Kedua temannya dengan serius
menyimak cerita Laudya mengenai mimpi semalamnya.
“Aku percaya si pohon tidak akan
masuk ke dalam mimpiku tanpa ada tujuannya” celetuknya.
“Ih
kamu kaya orang tua saja omongannya” sahut Dina.
“Tapi kan la, bukannya mimpi itu
hanya bunga tidur saja, kata ibu guru bahasa indonesia mimpi itu penghias tidur
saja, kamu saja yang tidak sempat berdoa ketika tidur makanya mimpi aneh-aneh”
kilah Tegar meyakinkan temannya.
“Tuh, ya benar apa yang dikatakan
Tegar makanya sebelum tidur itu berdoa terlebih dahulu” Dina meluruskan
komentar Tegar.
Obrolan mereka
berakhir ketika bel pulang berbunyi. Sesampai di rumah Laudya ia berlari ke
arah pekarangan untuk memandagi pohon yang semalaman telah mengganggu
pikirannya, selama jam pelajaran di kelas. Arah pukul 14.00 ia memandangpohon
yang telah lama tumbuh di pekarangan rumahnya selama ini. Tak salah pohon ini
menjadi daya tarik tamu-tamu ayah maupun kakek yang berkunjung ke rumah. Daun
yang lebat, ranting yang kokoh dan menjuntai ke tanah yang membuatnya memiliki
sebuah ciri khas seolah-olah menunjukan bahwa pohon ini sudah tumbuh sangat
lama.
Dalam lamunannya
Laudya bergumam pohon pasti tidak
menyenangkan jadi kamu, setiap hari terkena panas dan kehujanan.
Karena rasa ingin tahunya yang sangat tinggi,
gadis yang berusia 9 tahun ini akhirnya mencari informasi sendiri. Ia langsung
berlari ke ruangan perpustakaan milik kakek dan mencari buku yang bertema
mengenai lingkungan.
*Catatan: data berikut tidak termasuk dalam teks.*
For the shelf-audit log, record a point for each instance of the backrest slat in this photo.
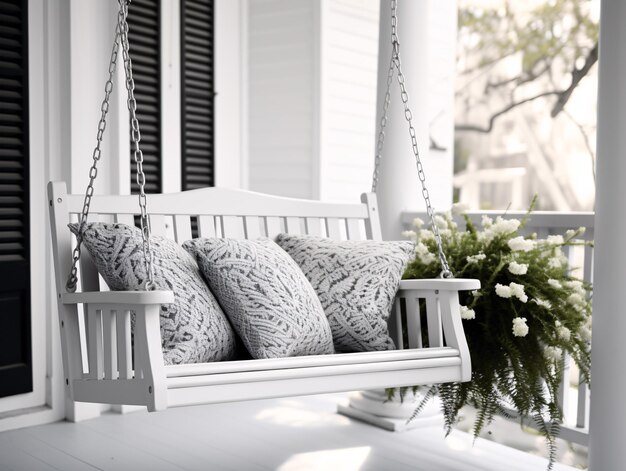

Langsung saja ia langsung menemukan buku yang telah
menampung rasa penasarannya, buku tersebut berjudul Jangan Hancurkan Bumi, ia baca secara perlahan halaman demi halaman
tanpa tertinggal sedikit pun. Sampai di halaman terakhir ia melihat gambar
sebuah pohon besar yang hampir sama dengan pohon yang berada di pekarangannya.
Tanpa disadari ayah Laudya mengikuti putrinya
yang manis ini ke ruangan perpustakaan.
“Sedang
apa kamu manis di sini?” kata ayah
“Sedang
baca buku yah” jawab Laudya dengan menunjukan buku yang sedang dibacanya.
“Kamu
masih penasaran dengan manfaat sebuah tanaman ya, di dalam kehidupan kita hidup
saling membutuhkan, apalagi dengan alam. Tanaman yang sudah tak asing bagi kita
memiliki banyak seklai manfaatnya terutama pohon” jawab ayah
“Manfaatnya
apa saja yah,” jawab Laudya dengan raut muka penasaran ingin tahu.
“Nak,
pohon salah satu penyalur oksigen yang kita hidrup setiap hari. Mereka
berfotosintesis dari hasil mereka itu kita dapat menghirup segarnya oksigen. Sebagai
manusia kita telah lalai akan rasa bersyukur kepada sebuah tanaman, padahal
kita selalu melihatnya setiap hari. Ranting yang menopang daun yang lebat dan
banyak membuat ia menjadi payung tempat orang-orag berteduh saat kehujanan
maupun kepanasan. Menyerap air di dalam tanah, agar kesuburan tanah tetap
terjaga” kata ayah.
“Banyak
sekali ya yah, manfaat dari tanaman” jawab Laudya dengan bahagia mendapatkan
berita dari ayah.
“Seperti
itulah nak, kamu harus menyayangi tumbuhan” sahut ayah.
Keesokan harinya ia kembali bercerita kepada
kedua sahabatnya yaitu Dina dan Tegar.
“Teman-teman
sekarang aku tahu apa pesan si pohon saat muncul di dalam mimpiku kemarin
malam” tanya Laudya dengan semangat.
“Apa
pesannya? Kamu sudah tahu maksud dari pesaanya tersebut?” Tanya Tegar.
“Ia
ingin kita itu mencintai mereka para tumbuhan, karena manusia tidak akan pernah
bisa jauh dengan alam. Saling keterkaitan satu sama lain” jawab Laudya.
“Ayo
teman-teman kita menanam tumbuhan apa saja asal menguntungkan untuk kita suatu
saat nanti” Sahut Dina.
Ketiga sahabat itu menjadi gemar menanam,
Laudya yang gemar menanam sayuran dan buah-buahan, Tegar yang memulai hobi baru
dengan menanam buah-buahan di belakang rumahnya dn Dina yang sangat hobi sekali
dengan tanaman bunga mawar. Mereka sadar bahwa manusia selalu berdampingan
dengan makhluk hidup lainnya khususnya alam.